The FREEDOM Trial Investigators found that, in patients with diabetes and advanced CAD, CABG was superior to PCI using first generation drug-eluting stents. The benefit of CABG stemmed from the differences in the rates of both AMI (p < 0.001) and death from any cause (p = 0.049) [13].

Secular trends in the use of coronary revascularization procedures have been examined.

In the UK, Vamos et al. found that PCI rates increased significantly (IRR 1.01 [95% CI 1.005-1.03]) in people with diabetes from 2004–2009, whereas CABG rates declined [14]. However, there are no studies investigating national trends in the use of coronary revascularization procedures in people with diabetes in Spain.

In this study, we used national hospital discharge data to describe and compare trends in the use of coronary revascularization procedures in diabetic and non-diabetic patients between 2001 and 2011 in Spain. In particular, we analyzed trends in the use of CABG and PCI, patient comorbidities, and in-hospital outcomes such as length of stay and in-hospital mortality.

Methods

A retrospective, descriptive, epidemiological study was conducted using the Spanish National Hospital Database (CMBD, Conjunto Minimo Básico de Datos), which compiles all public and private hospital data, hence covering more than 95% of hospital discharges [15]. The CMBD database is managed by the Spanish Ministry of Health, Social Services and Equality and includes patient variables (sex, date of birth), date of admittance, date of discharge, up to 14 discharge diagnoses, and up to 20 procedures performed during hospitalization. The Spanish Ministry of Health, Social Services and Equality sets recording standards and performs periodic audits [15].

We selected all surgical admissions of patients who underwent coronary revascularization procedures using the International Classification of Diseases - Ninth Revision, Clinical Modification (ICD-9-CM). The procedure codes used were: 36.10-36.19 for CABG and 36.06; 36.07; 36.09; 00.66 for PCI.

Discharges were grouped by diabetes status as follows: no diabetes and type 2 diabetes (ICD-9-CM codes: 250.x0; 250.x2). Patients with type 1 diabetes were excluded (ICD-9-MC codes: 250.x1; 250.x3).

Patients who underwent both CABG and PCI during their hospitalization were excluded.
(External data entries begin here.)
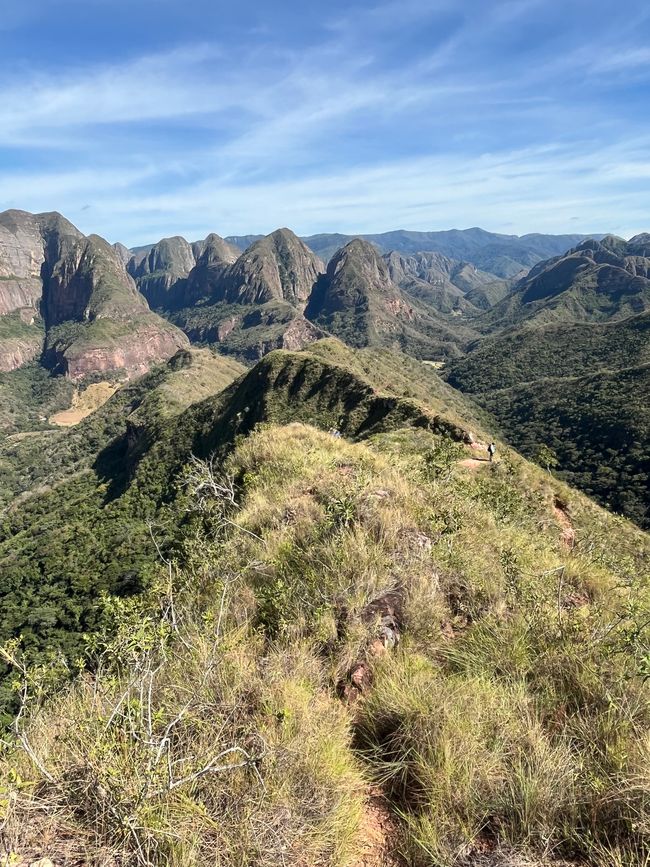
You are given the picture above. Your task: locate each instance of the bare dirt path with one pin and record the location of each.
(378, 834)
(85, 402)
(473, 463)
(568, 534)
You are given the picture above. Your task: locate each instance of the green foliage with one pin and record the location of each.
(28, 396)
(224, 567)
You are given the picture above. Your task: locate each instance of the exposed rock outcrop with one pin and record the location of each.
(279, 267)
(95, 319)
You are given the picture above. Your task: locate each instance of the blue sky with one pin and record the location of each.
(144, 118)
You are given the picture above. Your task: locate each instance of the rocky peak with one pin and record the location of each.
(87, 282)
(639, 245)
(174, 255)
(216, 251)
(356, 272)
(213, 260)
(29, 245)
(123, 252)
(278, 267)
The outcomes of interest included the percentage of patients who died during hospitalization, defined as in-hospital mortality (IHM) and the mean length of hospital stay (LOS).
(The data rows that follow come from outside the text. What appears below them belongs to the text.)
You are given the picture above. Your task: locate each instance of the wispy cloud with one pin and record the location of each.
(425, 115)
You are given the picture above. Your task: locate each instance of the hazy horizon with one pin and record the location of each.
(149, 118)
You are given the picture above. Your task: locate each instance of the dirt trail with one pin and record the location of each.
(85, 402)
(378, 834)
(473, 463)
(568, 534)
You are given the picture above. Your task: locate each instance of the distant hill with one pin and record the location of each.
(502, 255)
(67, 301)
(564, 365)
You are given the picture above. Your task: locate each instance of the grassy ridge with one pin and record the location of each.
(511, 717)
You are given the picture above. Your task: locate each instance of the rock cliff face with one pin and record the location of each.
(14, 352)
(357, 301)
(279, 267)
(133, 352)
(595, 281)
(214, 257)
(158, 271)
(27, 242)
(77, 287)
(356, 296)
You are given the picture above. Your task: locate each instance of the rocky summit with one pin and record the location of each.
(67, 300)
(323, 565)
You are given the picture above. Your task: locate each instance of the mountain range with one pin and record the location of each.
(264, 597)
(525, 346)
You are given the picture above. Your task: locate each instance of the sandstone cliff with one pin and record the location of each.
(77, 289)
Clinical characteristics included information on overall comorbidity at the time of surgery, which was assessed by computing the Charlson comorbidity index (CCI). The index applies to 17 disease categories whose scores are totaled to obtain an overall score for each patient [16]. The index is subsequently categorized into three levels: 0, no disease; 1, one or two diseases; and 2, three or more diseases [17]. To calculate the CCI, we used 17 disease categories, excluding diabetes and AMI, as described by Thomsen RW et al. [17].

Statistical analysis

A descriptive statistical analysis was performed. Rates for type 2 diabetic and non-diabetic patients for each coronary revascularization procedure were calculated in terms of 100,000 inhabitants. We also calculated the yearly age- and sex-specific incidence rates for diabetic and non-diabetic patients, dividing the number of cases per year, sex, and age group by the corresponding number of people in that population group, according to data from the Spanish National Institute of Statistics, as reported on December 31 of each year [18].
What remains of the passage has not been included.